Problem: You Don't Know If Your LLM Is Actually Working
You've built an LLM-powered feature — a chatbot, a RAG pipeline, a summarizer. It looks fine in manual tests. But "looks fine" isn't a deployment standard.
DeepEval gives you automated, reproducible metrics so you can catch regressions, compare models, and ship with confidence.
You'll learn:
- How to install and configure DeepEval for any LLM provider
- How to run the three most important metrics: answer relevancy, faithfulness, and hallucination
- How to integrate eval runs into your CI pipeline
Time: 25 min | Level: Intermediate
Why This Happens
Most teams skip LLM evaluation because writing good test harnesses is tedious. DeepEval solves this by wrapping common NLP metrics — G-Eval, RAGAS-style scores, and more — into a pytest-compatible framework you can run locally or in CI.
The library uses a judge LLM (GPT-4o by default, swappable) to evaluate outputs rather than brittle string matching. That means your evals degrade gracefully as your prompts evolve.

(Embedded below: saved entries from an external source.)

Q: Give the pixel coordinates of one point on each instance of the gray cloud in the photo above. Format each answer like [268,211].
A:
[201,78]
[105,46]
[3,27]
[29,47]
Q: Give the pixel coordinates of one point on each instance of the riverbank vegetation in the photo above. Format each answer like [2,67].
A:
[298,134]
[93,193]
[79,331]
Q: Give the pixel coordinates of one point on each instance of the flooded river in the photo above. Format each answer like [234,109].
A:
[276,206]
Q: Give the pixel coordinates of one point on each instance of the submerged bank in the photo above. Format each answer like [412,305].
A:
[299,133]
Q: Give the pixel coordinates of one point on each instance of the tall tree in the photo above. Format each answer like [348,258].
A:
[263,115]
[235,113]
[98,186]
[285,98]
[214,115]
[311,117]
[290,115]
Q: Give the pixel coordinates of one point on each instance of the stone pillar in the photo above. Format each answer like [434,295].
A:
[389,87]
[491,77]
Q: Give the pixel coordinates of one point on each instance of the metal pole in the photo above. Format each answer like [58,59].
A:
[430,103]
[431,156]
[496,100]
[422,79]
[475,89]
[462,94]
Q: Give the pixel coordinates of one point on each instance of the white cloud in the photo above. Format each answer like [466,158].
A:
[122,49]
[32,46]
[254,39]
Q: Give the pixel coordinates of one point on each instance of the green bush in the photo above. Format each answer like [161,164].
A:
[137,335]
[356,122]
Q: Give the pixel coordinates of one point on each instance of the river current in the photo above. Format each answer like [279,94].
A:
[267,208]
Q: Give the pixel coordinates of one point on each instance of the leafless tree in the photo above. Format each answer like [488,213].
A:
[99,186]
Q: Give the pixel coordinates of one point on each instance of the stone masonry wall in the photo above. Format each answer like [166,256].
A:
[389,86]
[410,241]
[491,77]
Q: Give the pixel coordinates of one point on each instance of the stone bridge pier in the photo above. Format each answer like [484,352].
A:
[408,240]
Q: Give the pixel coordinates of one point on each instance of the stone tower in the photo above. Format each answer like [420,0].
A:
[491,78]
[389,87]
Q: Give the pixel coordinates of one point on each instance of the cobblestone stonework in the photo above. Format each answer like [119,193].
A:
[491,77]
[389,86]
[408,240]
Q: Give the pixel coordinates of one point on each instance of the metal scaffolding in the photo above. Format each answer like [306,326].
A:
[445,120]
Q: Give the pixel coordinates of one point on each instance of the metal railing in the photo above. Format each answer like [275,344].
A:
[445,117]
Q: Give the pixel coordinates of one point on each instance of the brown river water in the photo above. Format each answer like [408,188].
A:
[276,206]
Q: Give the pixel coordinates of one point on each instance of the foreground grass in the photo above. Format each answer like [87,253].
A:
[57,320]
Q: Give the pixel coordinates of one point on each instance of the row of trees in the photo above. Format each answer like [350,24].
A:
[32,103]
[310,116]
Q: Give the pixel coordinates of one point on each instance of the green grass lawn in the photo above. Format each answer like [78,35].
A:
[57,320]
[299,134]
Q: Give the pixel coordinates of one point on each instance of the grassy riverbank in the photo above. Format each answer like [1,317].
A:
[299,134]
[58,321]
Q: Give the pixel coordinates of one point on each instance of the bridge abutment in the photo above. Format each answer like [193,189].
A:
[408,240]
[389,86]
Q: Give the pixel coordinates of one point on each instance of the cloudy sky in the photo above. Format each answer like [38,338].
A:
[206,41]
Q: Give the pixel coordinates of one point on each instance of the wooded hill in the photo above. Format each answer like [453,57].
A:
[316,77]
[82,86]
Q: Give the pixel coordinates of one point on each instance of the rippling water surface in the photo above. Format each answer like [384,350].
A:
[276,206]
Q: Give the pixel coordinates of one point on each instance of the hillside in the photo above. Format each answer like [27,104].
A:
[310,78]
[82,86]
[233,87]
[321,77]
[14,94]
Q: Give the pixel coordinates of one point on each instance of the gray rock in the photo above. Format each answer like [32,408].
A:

Common symptoms this solves:
- Outputs that pass smoke tests but fail in production
- No way to compare model versions objectively
- RAG pipelines that retrieve correctly but still hallucinate
Solution
Step 1: Install DeepEval
pip install deepeval
Set your OpenAI key (used as the judge LLM — you can swap this later):
export OPENAI_API_KEY="sk-..."
Verify the install:
deepeval --version
Expected: deepeval, version 1.x.x
If it fails:
command not found: Add pip's bin to your PATH or usepython -m deepeval- Import errors: Upgrade pip first:
pip install --upgrade pip
Step 2: Define a Test Case
DeepEval's core unit is LLMTestCase. It holds the input, your LLM's actual output, and any context (for RAG).

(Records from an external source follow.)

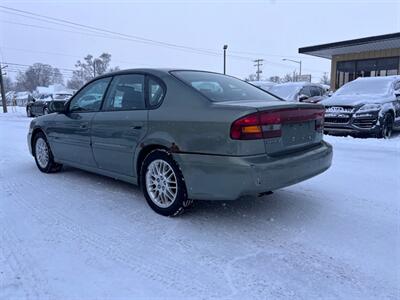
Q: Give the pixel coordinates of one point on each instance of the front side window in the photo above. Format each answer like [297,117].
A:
[126,93]
[90,97]
[219,88]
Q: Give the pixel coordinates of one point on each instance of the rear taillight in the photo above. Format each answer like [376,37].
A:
[268,124]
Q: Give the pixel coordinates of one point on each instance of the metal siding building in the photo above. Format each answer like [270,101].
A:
[365,57]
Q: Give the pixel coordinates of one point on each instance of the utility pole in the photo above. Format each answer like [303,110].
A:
[258,63]
[225,47]
[3,93]
[297,62]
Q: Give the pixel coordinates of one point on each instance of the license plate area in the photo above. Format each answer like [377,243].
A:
[301,133]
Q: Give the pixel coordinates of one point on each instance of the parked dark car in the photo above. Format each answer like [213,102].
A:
[42,105]
[299,92]
[183,135]
[365,106]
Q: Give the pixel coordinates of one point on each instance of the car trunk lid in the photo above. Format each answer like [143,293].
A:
[285,127]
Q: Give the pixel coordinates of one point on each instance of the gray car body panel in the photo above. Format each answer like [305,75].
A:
[197,133]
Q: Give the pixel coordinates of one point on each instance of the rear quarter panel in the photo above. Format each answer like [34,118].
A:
[193,124]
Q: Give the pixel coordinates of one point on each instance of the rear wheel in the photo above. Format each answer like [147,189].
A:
[163,184]
[43,155]
[386,127]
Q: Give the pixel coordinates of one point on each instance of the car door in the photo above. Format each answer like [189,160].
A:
[69,133]
[121,124]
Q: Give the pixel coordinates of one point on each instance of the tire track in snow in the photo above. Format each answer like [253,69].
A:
[170,275]
[21,264]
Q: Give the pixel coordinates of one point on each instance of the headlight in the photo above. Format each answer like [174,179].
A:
[370,107]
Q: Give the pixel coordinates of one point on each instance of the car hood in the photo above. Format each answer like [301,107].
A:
[355,100]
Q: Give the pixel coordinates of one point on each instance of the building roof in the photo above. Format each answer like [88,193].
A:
[372,43]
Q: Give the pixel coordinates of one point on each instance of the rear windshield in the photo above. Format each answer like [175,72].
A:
[219,88]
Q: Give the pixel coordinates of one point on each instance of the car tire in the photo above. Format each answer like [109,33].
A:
[29,112]
[43,156]
[386,127]
[163,184]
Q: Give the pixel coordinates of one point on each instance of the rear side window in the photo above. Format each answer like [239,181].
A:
[219,88]
[156,92]
[306,91]
[126,92]
[315,91]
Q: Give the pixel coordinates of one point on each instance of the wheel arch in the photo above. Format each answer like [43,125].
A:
[34,133]
[143,152]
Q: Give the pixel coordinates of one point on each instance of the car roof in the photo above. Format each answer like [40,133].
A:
[297,84]
[379,78]
[154,71]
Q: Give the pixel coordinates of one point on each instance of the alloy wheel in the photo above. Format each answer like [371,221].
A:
[161,183]
[42,152]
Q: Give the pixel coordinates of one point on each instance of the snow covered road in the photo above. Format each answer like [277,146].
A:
[76,235]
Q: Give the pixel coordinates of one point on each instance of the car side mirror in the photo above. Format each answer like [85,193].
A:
[303,97]
[58,107]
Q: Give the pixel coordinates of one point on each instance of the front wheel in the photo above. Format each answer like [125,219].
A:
[43,155]
[163,184]
[386,127]
[29,112]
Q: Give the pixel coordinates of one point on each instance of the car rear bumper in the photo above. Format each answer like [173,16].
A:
[212,177]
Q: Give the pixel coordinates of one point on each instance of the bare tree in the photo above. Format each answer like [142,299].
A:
[57,76]
[8,84]
[89,68]
[38,75]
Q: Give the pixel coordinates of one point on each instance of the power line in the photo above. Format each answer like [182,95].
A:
[104,33]
[49,19]
[258,63]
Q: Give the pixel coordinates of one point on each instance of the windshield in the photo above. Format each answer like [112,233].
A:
[218,87]
[285,91]
[365,87]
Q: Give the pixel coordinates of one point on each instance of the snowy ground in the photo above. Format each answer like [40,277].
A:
[76,235]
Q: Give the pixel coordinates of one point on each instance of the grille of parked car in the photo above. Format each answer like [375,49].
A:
[339,109]
[367,122]
[342,120]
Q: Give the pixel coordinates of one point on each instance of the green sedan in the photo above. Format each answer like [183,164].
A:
[183,135]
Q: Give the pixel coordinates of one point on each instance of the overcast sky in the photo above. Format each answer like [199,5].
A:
[271,30]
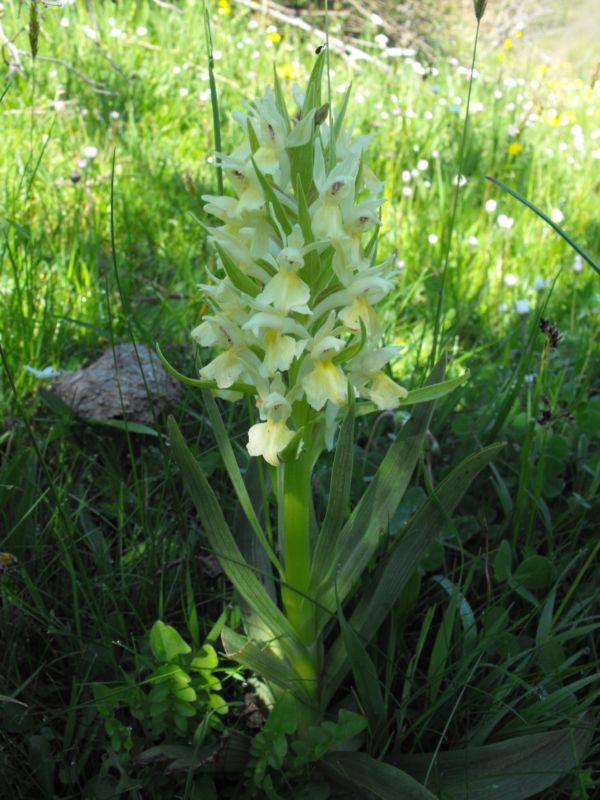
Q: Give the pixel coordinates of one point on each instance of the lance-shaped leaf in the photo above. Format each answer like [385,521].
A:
[239,572]
[549,221]
[382,592]
[512,770]
[359,537]
[280,99]
[198,382]
[366,681]
[381,780]
[263,659]
[235,476]
[273,201]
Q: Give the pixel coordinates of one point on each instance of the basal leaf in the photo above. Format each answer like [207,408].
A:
[339,499]
[380,779]
[359,537]
[263,658]
[238,571]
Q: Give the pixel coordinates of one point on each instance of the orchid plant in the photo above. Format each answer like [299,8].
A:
[294,324]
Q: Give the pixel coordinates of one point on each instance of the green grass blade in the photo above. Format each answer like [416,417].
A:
[382,780]
[583,253]
[339,500]
[198,383]
[359,537]
[261,659]
[235,476]
[434,391]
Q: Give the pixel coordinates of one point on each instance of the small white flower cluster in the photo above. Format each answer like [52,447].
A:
[292,308]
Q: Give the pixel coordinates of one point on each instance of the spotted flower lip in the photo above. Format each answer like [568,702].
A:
[293,300]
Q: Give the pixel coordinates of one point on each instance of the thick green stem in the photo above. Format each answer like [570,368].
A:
[296,544]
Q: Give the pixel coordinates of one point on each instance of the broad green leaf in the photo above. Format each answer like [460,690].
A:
[382,780]
[434,391]
[339,499]
[467,617]
[238,571]
[235,476]
[383,590]
[262,657]
[535,572]
[312,96]
[359,537]
[200,384]
[239,279]
[366,681]
[205,658]
[514,769]
[165,643]
[549,221]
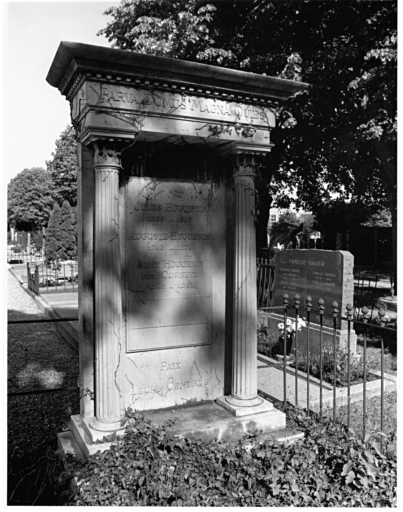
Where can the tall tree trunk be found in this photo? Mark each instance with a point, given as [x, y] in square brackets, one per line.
[387, 152]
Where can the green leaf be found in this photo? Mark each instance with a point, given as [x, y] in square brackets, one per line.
[347, 468]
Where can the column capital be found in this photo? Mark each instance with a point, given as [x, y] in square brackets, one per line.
[244, 148]
[106, 153]
[245, 157]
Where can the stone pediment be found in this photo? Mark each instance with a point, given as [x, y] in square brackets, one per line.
[120, 94]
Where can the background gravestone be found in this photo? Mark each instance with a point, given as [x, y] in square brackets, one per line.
[322, 274]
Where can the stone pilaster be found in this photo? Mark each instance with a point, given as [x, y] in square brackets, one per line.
[109, 408]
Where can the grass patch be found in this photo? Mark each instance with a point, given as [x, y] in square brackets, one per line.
[38, 359]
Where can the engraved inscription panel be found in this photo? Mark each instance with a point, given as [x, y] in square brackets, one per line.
[317, 273]
[168, 264]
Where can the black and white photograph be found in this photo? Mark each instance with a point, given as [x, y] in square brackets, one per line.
[202, 246]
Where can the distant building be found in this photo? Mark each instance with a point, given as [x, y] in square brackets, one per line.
[275, 213]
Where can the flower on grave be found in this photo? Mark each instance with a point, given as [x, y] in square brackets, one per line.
[291, 326]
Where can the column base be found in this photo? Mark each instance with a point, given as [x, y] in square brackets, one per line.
[240, 408]
[97, 431]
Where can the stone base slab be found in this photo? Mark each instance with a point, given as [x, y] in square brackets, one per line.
[240, 411]
[207, 422]
[82, 438]
[211, 421]
[98, 435]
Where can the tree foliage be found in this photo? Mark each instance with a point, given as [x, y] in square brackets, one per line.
[337, 137]
[63, 167]
[30, 199]
[68, 249]
[53, 235]
[60, 241]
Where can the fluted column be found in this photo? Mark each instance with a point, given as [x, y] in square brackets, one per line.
[244, 370]
[244, 400]
[109, 409]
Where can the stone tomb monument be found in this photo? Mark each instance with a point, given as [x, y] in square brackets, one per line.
[167, 152]
[322, 274]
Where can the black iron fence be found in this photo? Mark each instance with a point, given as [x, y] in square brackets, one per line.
[293, 315]
[265, 282]
[62, 277]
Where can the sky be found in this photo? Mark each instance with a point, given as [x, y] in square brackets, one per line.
[34, 112]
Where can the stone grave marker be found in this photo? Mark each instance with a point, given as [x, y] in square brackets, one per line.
[167, 154]
[321, 274]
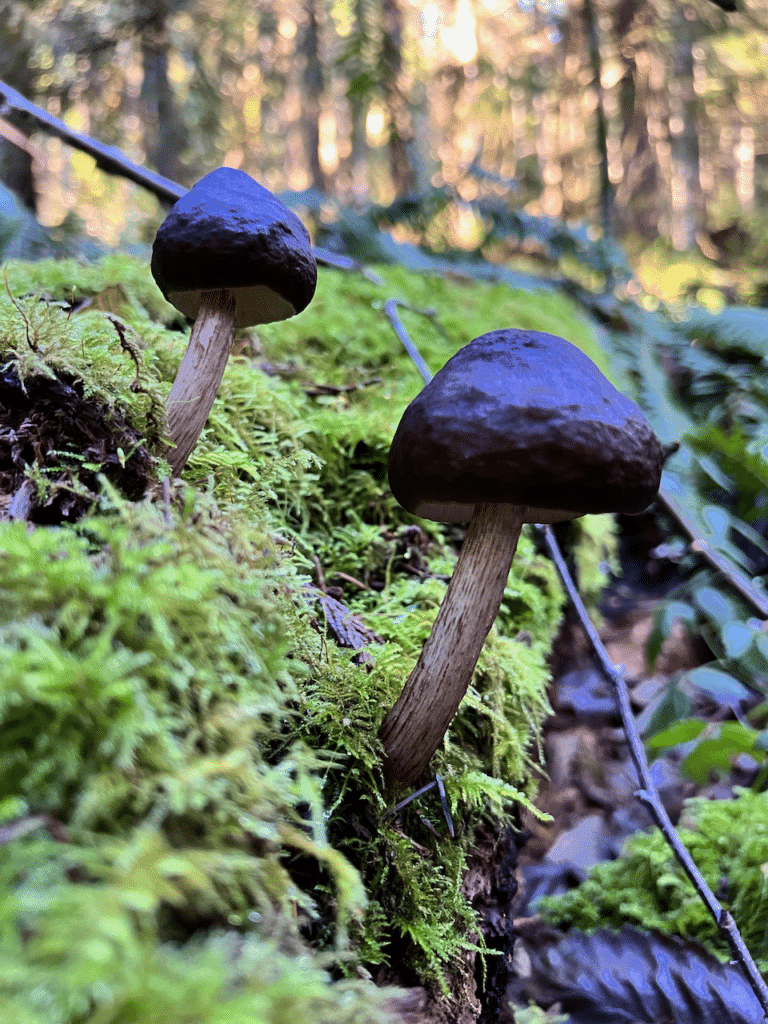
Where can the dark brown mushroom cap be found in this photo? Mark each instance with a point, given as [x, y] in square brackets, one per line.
[527, 419]
[229, 231]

from deepeval.test_case import LLMTestCase
# Simulates a RAG pipeline response
test_case = LLMTestCase(
input="What is the capital of France?",
actual_output="The capital of France is Paris.",
# For RAG: the chunks retrieved before generating the answer
retrieval_context=["France is a country in Western Europe. Its capital city is Paris."],
# Optional: the ideal answer (used by some metrics)
expected_output="Paris"
)
The retrieval_context list matters — faithfulness and hallucination metrics compare the output against these chunks. If you're not building RAG, omit it.
Step 3: Run Your First Metrics
DeepEval ships with pre-built metrics. Start with these three — they cover the most common failure modes.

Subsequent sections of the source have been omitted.